Cuore nero e conti in rosso: chi comanda e cosa succede allo Ior, la cassaforte del Vaticano

Turbofinanzieri alla guida, idee in aperto contrasto con quelle del papa sul global warming, bilanci in perdita, trasparenza zero, futuro incerto: tutti i fronti aperti dell’istituzione finanziaria della Santa Sede

Lo Ior, la cosiddetta banca vaticana, non riesce a trovare pace: sebbene il percorso di riforma in nome della trasparenza finanziaria avviato dal papa abbia dato i suoi frutti, la governance e le stesse finalità dell’istituto sono ancora incerte. Una delle caratteristiche del pontificato di Francesco è stata quella di ridurre l’eccessivo potere degli italiani troppo legati a potentati e lobbisti d’Oltretevere, ma ora è accaduto qualcosa di diverso: il board laico dello Ior marcia a ranghi ridotti da oltre tre mesi mesi, da quando cioè il 25 maggio scorso, hanno dato a sorpresa le loro dimissioni due membri del Consiglio di Sovrintendenza, Carlo Salvatori e Clemens Boersig.
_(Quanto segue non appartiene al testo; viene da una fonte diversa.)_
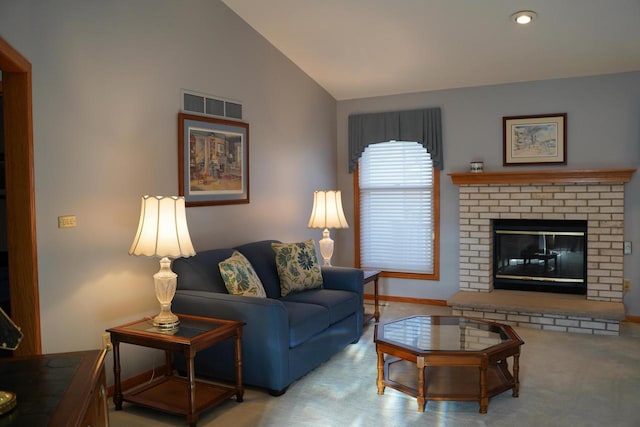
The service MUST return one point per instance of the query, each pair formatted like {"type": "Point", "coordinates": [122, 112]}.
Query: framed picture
{"type": "Point", "coordinates": [535, 139]}
{"type": "Point", "coordinates": [213, 160]}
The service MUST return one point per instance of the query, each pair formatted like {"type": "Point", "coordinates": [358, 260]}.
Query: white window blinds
{"type": "Point", "coordinates": [396, 207]}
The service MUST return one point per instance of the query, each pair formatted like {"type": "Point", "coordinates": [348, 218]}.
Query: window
{"type": "Point", "coordinates": [397, 210]}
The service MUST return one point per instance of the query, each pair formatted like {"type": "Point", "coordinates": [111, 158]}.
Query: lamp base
{"type": "Point", "coordinates": [8, 401]}
{"type": "Point", "coordinates": [166, 323]}
{"type": "Point", "coordinates": [165, 283]}
{"type": "Point", "coordinates": [326, 247]}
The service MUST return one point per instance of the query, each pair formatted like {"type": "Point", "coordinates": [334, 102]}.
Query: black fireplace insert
{"type": "Point", "coordinates": [540, 255]}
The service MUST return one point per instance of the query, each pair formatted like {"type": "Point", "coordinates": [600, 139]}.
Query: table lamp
{"type": "Point", "coordinates": [163, 232]}
{"type": "Point", "coordinates": [10, 337]}
{"type": "Point", "coordinates": [327, 213]}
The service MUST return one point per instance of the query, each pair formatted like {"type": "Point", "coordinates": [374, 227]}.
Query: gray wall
{"type": "Point", "coordinates": [603, 132]}
{"type": "Point", "coordinates": [107, 77]}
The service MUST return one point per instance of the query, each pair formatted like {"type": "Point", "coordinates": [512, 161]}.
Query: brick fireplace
{"type": "Point", "coordinates": [596, 196]}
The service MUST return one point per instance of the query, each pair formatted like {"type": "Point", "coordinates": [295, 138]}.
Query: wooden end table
{"type": "Point", "coordinates": [173, 393]}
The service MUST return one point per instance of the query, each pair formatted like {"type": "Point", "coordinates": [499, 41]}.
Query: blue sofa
{"type": "Point", "coordinates": [284, 337]}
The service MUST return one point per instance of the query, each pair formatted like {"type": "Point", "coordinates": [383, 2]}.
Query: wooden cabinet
{"type": "Point", "coordinates": [63, 389]}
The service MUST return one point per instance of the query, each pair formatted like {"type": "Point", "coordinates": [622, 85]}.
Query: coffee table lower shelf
{"type": "Point", "coordinates": [455, 383]}
{"type": "Point", "coordinates": [171, 394]}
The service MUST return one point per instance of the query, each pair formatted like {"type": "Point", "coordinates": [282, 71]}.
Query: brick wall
{"type": "Point", "coordinates": [601, 205]}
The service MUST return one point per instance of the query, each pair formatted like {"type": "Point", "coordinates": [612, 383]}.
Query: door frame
{"type": "Point", "coordinates": [20, 189]}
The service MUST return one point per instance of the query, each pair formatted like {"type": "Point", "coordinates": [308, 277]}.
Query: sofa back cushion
{"type": "Point", "coordinates": [263, 259]}
{"type": "Point", "coordinates": [200, 272]}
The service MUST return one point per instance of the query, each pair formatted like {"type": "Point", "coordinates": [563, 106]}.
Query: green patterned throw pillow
{"type": "Point", "coordinates": [298, 266]}
{"type": "Point", "coordinates": [239, 276]}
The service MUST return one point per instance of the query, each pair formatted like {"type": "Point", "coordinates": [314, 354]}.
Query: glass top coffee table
{"type": "Point", "coordinates": [447, 358]}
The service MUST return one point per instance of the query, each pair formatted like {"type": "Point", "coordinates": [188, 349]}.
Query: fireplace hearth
{"type": "Point", "coordinates": [540, 255]}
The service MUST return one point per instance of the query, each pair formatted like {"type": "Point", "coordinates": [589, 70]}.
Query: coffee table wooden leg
{"type": "Point", "coordinates": [376, 313]}
{"type": "Point", "coordinates": [484, 399]}
{"type": "Point", "coordinates": [117, 385]}
{"type": "Point", "coordinates": [516, 372]}
{"type": "Point", "coordinates": [239, 386]}
{"type": "Point", "coordinates": [421, 398]}
{"type": "Point", "coordinates": [380, 380]}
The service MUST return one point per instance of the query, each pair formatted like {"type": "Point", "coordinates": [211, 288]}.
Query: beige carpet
{"type": "Point", "coordinates": [566, 380]}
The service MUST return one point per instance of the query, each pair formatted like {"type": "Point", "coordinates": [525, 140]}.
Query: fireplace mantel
{"type": "Point", "coordinates": [551, 176]}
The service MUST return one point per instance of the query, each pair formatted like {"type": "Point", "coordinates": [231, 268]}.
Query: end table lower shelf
{"type": "Point", "coordinates": [170, 394]}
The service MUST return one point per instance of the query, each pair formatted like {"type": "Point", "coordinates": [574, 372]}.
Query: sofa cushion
{"type": "Point", "coordinates": [341, 304]}
{"type": "Point", "coordinates": [200, 272]}
{"type": "Point", "coordinates": [305, 321]}
{"type": "Point", "coordinates": [297, 266]}
{"type": "Point", "coordinates": [239, 276]}
{"type": "Point", "coordinates": [263, 260]}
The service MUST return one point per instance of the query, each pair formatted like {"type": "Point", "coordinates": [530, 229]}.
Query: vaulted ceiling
{"type": "Point", "coordinates": [364, 48]}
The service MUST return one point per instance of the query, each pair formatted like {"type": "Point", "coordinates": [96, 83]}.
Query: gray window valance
{"type": "Point", "coordinates": [423, 126]}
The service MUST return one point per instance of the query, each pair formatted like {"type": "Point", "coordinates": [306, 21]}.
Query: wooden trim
{"type": "Point", "coordinates": [551, 176]}
{"type": "Point", "coordinates": [21, 236]}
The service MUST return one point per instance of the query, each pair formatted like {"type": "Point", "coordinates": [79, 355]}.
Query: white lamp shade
{"type": "Point", "coordinates": [327, 210]}
{"type": "Point", "coordinates": [162, 230]}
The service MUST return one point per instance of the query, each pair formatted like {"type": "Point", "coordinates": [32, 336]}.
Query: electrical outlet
{"type": "Point", "coordinates": [106, 341]}
{"type": "Point", "coordinates": [67, 221]}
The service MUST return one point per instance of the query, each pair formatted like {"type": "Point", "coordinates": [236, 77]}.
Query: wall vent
{"type": "Point", "coordinates": [211, 105]}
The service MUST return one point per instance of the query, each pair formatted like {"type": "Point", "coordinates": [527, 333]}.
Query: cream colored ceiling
{"type": "Point", "coordinates": [363, 48]}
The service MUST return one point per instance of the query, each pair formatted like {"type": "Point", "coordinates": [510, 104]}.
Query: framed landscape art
{"type": "Point", "coordinates": [535, 139]}
{"type": "Point", "coordinates": [213, 160]}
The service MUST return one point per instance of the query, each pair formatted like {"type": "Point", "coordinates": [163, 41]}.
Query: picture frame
{"type": "Point", "coordinates": [537, 139]}
{"type": "Point", "coordinates": [213, 160]}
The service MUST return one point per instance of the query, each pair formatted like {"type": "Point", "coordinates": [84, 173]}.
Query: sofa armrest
{"type": "Point", "coordinates": [343, 278]}
{"type": "Point", "coordinates": [264, 317]}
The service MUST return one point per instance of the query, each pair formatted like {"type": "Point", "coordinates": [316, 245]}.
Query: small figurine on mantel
{"type": "Point", "coordinates": [476, 166]}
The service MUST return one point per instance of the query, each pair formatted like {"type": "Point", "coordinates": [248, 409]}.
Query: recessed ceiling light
{"type": "Point", "coordinates": [524, 16]}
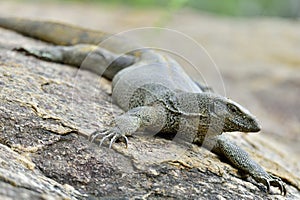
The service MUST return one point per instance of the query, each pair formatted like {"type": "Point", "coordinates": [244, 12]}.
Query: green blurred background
{"type": "Point", "coordinates": [245, 8]}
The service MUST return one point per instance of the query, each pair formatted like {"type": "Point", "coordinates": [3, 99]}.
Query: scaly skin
{"type": "Point", "coordinates": [152, 99]}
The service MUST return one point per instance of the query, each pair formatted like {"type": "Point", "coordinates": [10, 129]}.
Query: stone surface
{"type": "Point", "coordinates": [48, 110]}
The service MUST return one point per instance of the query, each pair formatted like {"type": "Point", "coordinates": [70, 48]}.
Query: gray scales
{"type": "Point", "coordinates": [153, 90]}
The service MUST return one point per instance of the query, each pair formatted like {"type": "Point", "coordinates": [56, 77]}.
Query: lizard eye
{"type": "Point", "coordinates": [232, 108]}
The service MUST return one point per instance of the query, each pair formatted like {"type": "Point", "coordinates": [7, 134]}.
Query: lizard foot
{"type": "Point", "coordinates": [271, 180]}
{"type": "Point", "coordinates": [112, 134]}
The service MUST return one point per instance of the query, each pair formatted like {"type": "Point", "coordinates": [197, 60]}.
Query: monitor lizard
{"type": "Point", "coordinates": [153, 90]}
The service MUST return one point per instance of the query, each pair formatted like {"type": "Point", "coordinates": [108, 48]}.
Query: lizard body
{"type": "Point", "coordinates": [153, 90]}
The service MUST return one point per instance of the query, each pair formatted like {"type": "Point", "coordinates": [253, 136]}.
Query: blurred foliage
{"type": "Point", "coordinates": [246, 8]}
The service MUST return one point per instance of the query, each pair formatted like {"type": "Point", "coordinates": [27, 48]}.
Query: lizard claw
{"type": "Point", "coordinates": [114, 134]}
{"type": "Point", "coordinates": [274, 181]}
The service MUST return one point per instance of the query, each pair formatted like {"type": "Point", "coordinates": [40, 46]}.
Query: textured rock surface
{"type": "Point", "coordinates": [47, 110]}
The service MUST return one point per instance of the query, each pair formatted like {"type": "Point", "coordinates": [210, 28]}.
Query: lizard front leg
{"type": "Point", "coordinates": [136, 119]}
{"type": "Point", "coordinates": [241, 159]}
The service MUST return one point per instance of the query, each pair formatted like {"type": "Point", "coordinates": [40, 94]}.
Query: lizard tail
{"type": "Point", "coordinates": [61, 34]}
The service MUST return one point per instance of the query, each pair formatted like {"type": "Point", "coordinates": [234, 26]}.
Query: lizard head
{"type": "Point", "coordinates": [230, 115]}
Sulla plancia di comando dell’istituto è rimasto invece un finanziere d’assalto anglo-australiano, Michael Hintze, miliardario, hedge fund tycoon, secondo la definizione del Financial Times, che ha sponsorizzato lautamente la campagna per la Brexit insieme ad altri suoi colleghi. Hintze è anche un finanziatore del partito conservatore inglese. Inoltre milita in prima fila nel partito degli euroscettici, il suo profilo è quello di un iperliberista che crede nelle virtù benefiche dell’alta finanza. Non esattamente il Bergoglio-pensiero. Allo stesso tempo, da buon miliardario cattolico, è anche un grande donatore in beneficenza, un “filantropo” secondo la definizione tratta dal sito web dello Ior.
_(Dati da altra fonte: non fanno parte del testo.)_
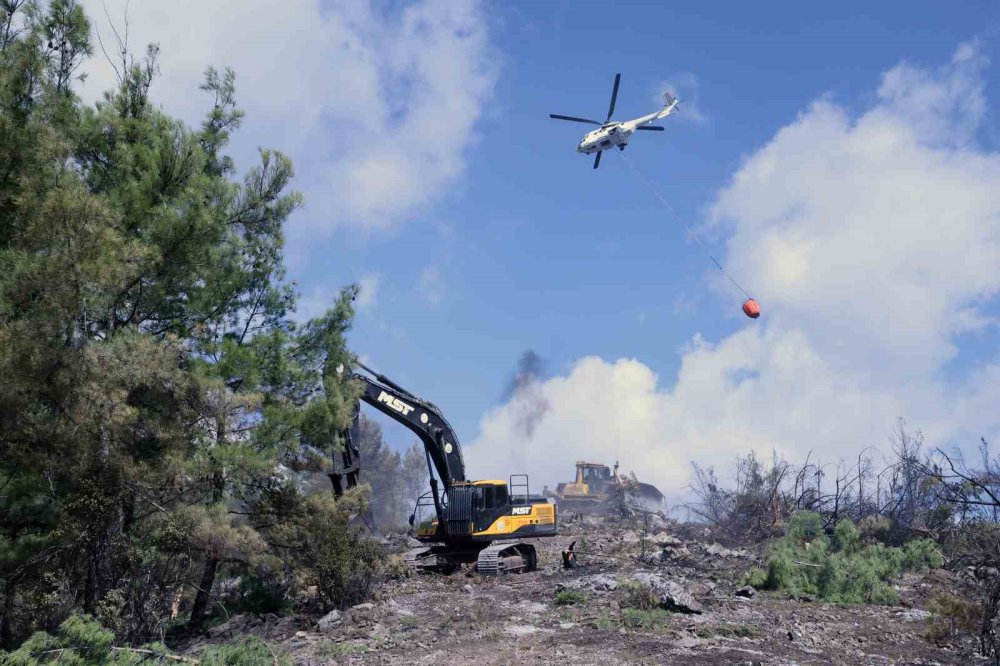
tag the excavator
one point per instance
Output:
(481, 522)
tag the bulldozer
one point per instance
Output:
(600, 489)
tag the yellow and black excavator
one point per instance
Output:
(469, 521)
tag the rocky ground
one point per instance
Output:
(523, 619)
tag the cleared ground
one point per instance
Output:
(466, 618)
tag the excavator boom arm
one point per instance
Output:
(419, 416)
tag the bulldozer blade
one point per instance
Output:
(646, 497)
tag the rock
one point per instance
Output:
(594, 583)
(329, 621)
(237, 624)
(518, 630)
(672, 595)
(664, 540)
(531, 607)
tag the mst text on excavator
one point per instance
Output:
(459, 521)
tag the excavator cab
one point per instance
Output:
(459, 521)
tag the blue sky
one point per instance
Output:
(495, 237)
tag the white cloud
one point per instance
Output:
(872, 242)
(684, 86)
(377, 104)
(315, 303)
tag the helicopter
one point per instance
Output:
(617, 133)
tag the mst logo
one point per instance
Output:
(395, 403)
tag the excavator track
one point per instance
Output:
(430, 559)
(501, 558)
Il global warming? non esiste o quasi
C’è però dell’altro: Michael Hintze è infatti pure un sostenitore di punta del Global warming policy foundation (Gwpf, potente lobby internazionale che critica le teorie ambientaliste sul riscaldamento del Pianeta e sostiene l’uso dei carburanti fossili. Siamo insomma piuttosto lontani dalle tesi sostenute nella “Laudato sì” di papa Francesco (non a caso l’enciclica di Bergoglio venne attaccata esplicitamente dalla fondazione). E, guarda caso, fra gli amici della Gwpf troviamo anche il cardinale australiano George Pell, ministro delle finanze del pontefice, anch’egli di origine australiana, ospite e oratore appassionato ai convegni promossi dall’organizzazione, super scettico rispetto ai rischi ambientali a livello globale derivati dal “global warming”.
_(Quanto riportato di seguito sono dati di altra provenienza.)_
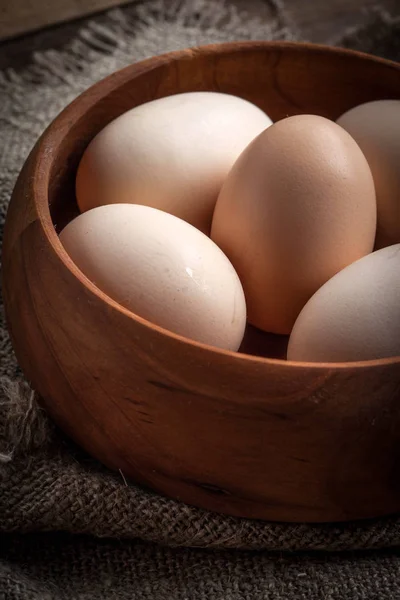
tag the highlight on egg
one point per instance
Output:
(355, 316)
(162, 269)
(297, 207)
(172, 153)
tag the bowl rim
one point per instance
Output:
(54, 133)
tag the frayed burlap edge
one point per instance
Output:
(46, 483)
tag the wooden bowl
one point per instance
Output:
(240, 434)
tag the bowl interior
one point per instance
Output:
(281, 78)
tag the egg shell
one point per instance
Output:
(297, 207)
(376, 128)
(162, 269)
(172, 153)
(355, 316)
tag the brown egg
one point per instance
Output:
(297, 207)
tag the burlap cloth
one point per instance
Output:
(70, 528)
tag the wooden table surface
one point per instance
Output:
(318, 20)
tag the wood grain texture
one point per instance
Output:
(235, 433)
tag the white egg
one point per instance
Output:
(375, 126)
(172, 153)
(162, 269)
(355, 315)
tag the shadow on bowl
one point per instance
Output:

Secondo notizie piuttosto dettagliaste raccolte e diffuse di recente da Greenpeace, sia Hintze – titolare di fondi nel paradiso fiscale delle Cayman – sia il presidente dello Ior, Jean Baptiste de Franssu, avrebbero partecipazioni azionarie in società impegnate nell’estrazione di petrolio e gas responsabili di gravi danni ambientali.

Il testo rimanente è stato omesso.